ふしぎないのち

神が働く不思議な体験

心の時代

 

 かつて、クリスチャンの知人が、量子論についての、岸根卓郎さんの本を紹介してくれました。

 

 岸根卓郎さんは、「文明興亡の宇宙法則説」というものを唱えられ、その意味は、「これからの人類文明は、〈文明ルネッサンス〉によって、これまでの〈物欲主義〉の西洋物質文明から、新たに〈心重視〉の〈礼節〉を知り、〈徳と品格〉を備えた、〈幸福度〉の高い、〈新東洋精神文明〉としての〈心の文明〉へと必ずや〈再生〉し〈進化〉する」ということだそうです。

 

 礼節とは、礼儀と節度であり、社会の秩序を維持するために人が守るべき行動や作法、敬意の表し方を言うそうです。相手への敬意を持ち、敬意や慎みの心をもって相手に接することです。

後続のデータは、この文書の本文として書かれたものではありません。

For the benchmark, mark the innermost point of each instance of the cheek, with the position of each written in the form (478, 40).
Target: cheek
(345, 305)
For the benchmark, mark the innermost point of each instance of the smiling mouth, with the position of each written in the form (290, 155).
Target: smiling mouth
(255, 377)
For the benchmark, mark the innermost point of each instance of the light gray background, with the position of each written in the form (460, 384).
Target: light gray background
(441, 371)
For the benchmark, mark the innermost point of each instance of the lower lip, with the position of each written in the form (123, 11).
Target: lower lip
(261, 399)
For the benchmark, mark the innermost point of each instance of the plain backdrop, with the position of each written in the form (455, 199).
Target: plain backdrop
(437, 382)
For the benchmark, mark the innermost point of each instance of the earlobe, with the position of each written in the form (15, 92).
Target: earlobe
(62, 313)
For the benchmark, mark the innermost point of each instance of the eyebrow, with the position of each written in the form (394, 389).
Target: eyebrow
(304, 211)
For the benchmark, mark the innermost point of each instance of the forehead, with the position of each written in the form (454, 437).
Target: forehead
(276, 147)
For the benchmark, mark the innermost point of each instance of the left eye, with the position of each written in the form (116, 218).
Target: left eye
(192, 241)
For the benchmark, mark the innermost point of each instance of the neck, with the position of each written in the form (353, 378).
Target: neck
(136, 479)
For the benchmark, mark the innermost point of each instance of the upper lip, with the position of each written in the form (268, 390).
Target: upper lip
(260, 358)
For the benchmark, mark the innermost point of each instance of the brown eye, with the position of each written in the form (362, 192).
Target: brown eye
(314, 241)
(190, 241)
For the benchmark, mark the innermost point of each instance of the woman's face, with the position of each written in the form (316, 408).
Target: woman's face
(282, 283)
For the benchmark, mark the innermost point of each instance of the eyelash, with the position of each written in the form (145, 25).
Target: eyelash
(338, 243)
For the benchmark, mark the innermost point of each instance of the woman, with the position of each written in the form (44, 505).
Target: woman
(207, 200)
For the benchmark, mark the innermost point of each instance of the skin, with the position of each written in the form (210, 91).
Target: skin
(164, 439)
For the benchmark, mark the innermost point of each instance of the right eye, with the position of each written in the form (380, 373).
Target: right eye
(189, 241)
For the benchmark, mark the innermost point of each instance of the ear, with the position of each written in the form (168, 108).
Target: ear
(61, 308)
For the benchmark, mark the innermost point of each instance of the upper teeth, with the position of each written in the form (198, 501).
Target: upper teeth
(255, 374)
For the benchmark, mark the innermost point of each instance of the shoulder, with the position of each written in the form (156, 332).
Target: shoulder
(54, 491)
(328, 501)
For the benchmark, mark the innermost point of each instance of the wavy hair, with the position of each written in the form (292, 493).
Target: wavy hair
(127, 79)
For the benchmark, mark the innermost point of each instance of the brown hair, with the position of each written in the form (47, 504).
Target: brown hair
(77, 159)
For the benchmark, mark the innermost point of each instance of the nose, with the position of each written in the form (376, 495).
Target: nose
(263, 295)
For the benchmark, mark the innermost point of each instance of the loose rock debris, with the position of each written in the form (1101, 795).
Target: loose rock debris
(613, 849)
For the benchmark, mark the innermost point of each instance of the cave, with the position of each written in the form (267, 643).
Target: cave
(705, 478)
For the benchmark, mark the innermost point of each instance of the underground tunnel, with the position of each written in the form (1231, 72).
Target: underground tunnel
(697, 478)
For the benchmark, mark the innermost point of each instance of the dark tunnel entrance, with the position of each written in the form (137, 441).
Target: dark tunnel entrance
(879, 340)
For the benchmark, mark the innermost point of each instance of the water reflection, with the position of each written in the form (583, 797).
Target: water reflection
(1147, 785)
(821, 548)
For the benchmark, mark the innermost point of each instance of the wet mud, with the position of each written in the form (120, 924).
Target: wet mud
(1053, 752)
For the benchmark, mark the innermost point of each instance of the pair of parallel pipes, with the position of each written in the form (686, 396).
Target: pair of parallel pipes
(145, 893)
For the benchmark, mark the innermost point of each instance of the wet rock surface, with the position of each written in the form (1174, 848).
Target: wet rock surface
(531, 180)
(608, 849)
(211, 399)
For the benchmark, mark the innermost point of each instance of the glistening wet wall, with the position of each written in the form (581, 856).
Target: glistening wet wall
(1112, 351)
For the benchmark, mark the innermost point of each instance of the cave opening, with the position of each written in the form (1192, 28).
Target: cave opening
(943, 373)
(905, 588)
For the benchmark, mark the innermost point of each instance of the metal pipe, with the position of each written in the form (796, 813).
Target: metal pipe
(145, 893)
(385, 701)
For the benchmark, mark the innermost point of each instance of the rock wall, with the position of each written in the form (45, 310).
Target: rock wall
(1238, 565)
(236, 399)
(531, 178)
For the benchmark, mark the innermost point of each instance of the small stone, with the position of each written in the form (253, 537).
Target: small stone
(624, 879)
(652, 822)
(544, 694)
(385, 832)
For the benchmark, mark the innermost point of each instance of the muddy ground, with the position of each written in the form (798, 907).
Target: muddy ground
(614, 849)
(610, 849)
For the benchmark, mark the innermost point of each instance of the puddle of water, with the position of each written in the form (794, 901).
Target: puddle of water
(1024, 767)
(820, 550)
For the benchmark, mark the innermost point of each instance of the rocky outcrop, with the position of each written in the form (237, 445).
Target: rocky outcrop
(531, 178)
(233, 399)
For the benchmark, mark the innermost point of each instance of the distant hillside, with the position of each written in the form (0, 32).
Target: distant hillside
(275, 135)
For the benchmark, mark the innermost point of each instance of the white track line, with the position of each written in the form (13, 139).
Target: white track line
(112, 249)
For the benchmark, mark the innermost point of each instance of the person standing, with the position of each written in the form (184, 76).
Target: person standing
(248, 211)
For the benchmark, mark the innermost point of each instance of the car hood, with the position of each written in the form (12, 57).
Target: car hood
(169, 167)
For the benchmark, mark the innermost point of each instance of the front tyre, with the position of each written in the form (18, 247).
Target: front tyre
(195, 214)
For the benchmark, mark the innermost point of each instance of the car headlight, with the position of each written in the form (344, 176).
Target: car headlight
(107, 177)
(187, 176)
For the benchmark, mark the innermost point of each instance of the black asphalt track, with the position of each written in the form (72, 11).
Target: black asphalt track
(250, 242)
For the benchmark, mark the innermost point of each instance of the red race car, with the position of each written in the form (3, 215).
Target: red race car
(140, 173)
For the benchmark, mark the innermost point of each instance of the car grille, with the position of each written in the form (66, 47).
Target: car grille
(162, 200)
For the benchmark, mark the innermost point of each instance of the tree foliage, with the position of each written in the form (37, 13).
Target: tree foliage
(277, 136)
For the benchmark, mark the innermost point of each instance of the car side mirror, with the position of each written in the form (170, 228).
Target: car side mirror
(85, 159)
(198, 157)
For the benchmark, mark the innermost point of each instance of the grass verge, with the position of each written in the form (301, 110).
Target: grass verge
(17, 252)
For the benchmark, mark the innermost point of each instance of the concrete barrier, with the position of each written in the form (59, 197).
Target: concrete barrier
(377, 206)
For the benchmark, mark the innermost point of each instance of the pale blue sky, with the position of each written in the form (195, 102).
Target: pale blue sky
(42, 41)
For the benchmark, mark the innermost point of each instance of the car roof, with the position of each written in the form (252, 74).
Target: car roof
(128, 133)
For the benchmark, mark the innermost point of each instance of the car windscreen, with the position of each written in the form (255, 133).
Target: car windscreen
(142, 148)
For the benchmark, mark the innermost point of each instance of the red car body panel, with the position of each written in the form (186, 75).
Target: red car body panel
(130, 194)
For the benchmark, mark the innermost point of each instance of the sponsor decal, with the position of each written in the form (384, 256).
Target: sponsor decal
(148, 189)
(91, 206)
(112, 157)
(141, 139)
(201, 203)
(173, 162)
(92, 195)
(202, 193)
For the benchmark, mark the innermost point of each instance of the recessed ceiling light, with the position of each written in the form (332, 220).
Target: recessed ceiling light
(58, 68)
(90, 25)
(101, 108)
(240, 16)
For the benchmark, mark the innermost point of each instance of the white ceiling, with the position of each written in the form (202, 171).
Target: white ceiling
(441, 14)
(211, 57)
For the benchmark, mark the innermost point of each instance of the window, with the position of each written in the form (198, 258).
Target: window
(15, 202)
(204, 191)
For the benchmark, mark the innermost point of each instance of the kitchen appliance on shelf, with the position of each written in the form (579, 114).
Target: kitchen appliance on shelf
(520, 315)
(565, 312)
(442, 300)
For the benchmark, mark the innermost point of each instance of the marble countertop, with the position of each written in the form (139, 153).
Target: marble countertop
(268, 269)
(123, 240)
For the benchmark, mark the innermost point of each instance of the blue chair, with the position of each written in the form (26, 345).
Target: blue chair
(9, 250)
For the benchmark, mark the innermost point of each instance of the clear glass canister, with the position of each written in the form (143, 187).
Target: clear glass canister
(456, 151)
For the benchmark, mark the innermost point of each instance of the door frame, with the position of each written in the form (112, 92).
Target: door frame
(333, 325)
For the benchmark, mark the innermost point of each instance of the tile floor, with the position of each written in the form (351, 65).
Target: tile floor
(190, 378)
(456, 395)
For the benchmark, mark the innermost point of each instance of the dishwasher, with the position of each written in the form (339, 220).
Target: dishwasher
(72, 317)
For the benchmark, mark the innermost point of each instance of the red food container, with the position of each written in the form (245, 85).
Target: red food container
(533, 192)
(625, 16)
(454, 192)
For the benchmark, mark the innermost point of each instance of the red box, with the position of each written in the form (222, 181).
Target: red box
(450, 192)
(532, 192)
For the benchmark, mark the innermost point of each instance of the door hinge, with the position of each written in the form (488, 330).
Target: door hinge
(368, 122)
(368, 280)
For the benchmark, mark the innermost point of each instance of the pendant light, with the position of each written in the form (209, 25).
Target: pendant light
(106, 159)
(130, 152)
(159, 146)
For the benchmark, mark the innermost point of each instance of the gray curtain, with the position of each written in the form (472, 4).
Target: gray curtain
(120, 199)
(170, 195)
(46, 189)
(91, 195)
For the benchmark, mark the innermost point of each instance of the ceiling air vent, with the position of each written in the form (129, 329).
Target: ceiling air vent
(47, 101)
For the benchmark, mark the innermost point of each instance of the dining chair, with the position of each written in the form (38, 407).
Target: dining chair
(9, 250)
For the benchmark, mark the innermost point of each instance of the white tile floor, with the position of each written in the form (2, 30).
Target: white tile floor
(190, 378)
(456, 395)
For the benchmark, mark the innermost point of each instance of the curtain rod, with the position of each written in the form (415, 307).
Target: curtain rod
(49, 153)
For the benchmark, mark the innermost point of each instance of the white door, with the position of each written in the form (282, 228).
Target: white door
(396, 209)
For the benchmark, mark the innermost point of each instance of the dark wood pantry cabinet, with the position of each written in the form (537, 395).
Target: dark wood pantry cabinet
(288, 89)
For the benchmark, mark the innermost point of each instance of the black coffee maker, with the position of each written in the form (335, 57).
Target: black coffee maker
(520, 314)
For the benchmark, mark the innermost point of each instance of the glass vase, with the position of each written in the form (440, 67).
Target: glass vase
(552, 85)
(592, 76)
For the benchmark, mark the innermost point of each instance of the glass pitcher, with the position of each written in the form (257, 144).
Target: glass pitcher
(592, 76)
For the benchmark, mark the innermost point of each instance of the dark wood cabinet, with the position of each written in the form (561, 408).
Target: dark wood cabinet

相手を思いやる心です。

 

 この心は、古の日本人の心であり、生き方でした。農民は、自分よりも貧しい武士にも、敬う心を持っていました。武士は貧しくても、高潔(人柄が立派で、利欲のために心を動かさないさま)であった。貧乏はしていても、志操(志や主義などを固く守って変えないこと)は高く、不義は行わなかったようです。

 

 日本の社会を守る武士たちが立派であれば、日本国民は、権力者を敬います。社会の秩序がありました。本当に日本は、道徳心のある国民を育てたのです。

 

 津波の被害にあったとき、海外から救援物資を運んで来た人々は驚いたと言います。日本人は、列に並んで待ち、礼儀正しく救援物資を受け取るのだそうです。緊急時に、我先にとなるはずなのに、日本人は何故だ、と驚いたそうです。

 

 三十年以上前に聞いた、宣教師の宣教報告に驚かされたことを思い出します。彼が派遣されている貧しい宣教地では、公務員はとても貧しい。警察官もとても貧しい。日本から荷物を送っても、日本で言う郵便配達人たちの段階で荷物が開けられ、欲しいものを取り出して、配達先に届ける。ひどいときは、中身の入っていない箱だけが届く。また、警察官が空き巣に入ることはよくあることだ。しかし、住民も警察官の貧しいことを知っているから問題にはならない、とのこと。

 

 報告を聞いている日本人は誰もが驚きました。しかし、その日本人の宣教師は言いました。「皆さん、世界の国々は日本とは違います。日本で正しいとされることが世界で通用するわけではありません。盗まなければ、生活を維持できない社会なのです。食べ物を食べ、生きていくための彼らの生活手段なのです。」

 

 宣教師は、その宣教地の国民を責めるのではなく、現状を憐れんでいました。日本の中にいると、世界のことはわかりません。生き抜くために極限の生活を強いられているのです。国民の生活を守ることのできない国があるのです。

 

 日本人は深いことは分からないけれども、自然に出る態度が世界の国々の人々と少し異なるのかも知れません。時代は変わっても、日本人のDNAの中に、古来の日本人の心があるのでしょう。

 

 大和魂と呼んで来ました。相手を気遣い、配慮をもって嫌な思いをさせない。和を持って尊しとする、和合の精神。日本民族固有の精神。この精神によって、日本民族は、秩序と調和を保っていたようです。

 

 日本精神が細部にまでわたって、国が和合し円滑に動くために、読み書きや教育がされてきました。他国に敵対し、恨みと憎しみを植え付ける教育とは真逆の、善い心で、互いに和合し、心穏やかに暮らすための教育です。

 

 岸根卓郎さんは言われます。

 「西洋物質文明から、心重視の新東洋精神文明に再生、進化する世界において、〈先頭に立つべき文明〉こそが、〈日出ずる国〉としての〈日本精神文明〉でなければならない、と私は考える。」

 

 岸根卓郎さんは、大正11年(1922年)に来日されたアインシュタイン博士のメッセージを書いておられます。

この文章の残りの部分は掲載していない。